AtomGen Documentation#
Welcome to the documentation for AtomGen, a toolkit for atomistic machine learning and generative modeling. AtomGen provides researchers and developers with tools to explore, experiment, and innovate in the realm of molecular and materials science using state-of-the-art deep learning techniques.
Overview#
AtomGen offers a comprehensive framework for handling atomistic datasets, training various models, and experimenting with different pre-training and fine-tuning tasks.

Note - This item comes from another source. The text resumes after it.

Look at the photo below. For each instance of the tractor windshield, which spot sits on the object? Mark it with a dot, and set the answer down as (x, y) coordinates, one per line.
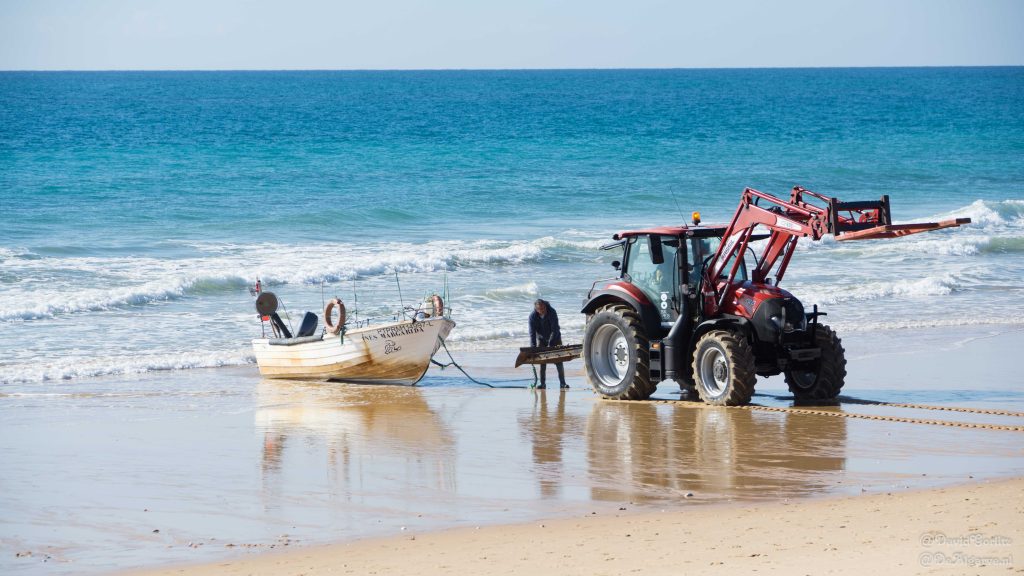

It streamlines the process of working with diverse molecular and materials datasets, enabling large-scale pre-training and task-specific fine-tuning on atomistic data.
Key Features#
Data Handling: Efficient processing and loading of large-scale atomistic datasets.
Model Architectures: Implementation of advanced models like AtomFormer, designed for molecular representation learning.
Pre-training: Support for various pre-training tasks such as Structure to Energy and Forces (S2EF) prediction.
Fine-tuning: Easy adaptation of pre-trained models to downstream tasks using ATOM3D benchmarks.
Scalability: Designed for distributed training on multiple GPUs.
Datasets#
AtomGen supports a variety of datasets, including:
S2EF-15M: A large-scale dataset aggregated from multiple sources (OC20, OC22, ODAC23, MPtrj, SPICE) for pre-training.
ATOM3D Benchmarks: Task-specific datasets for molecular property prediction, including:
SMP (Small Molecule Properties)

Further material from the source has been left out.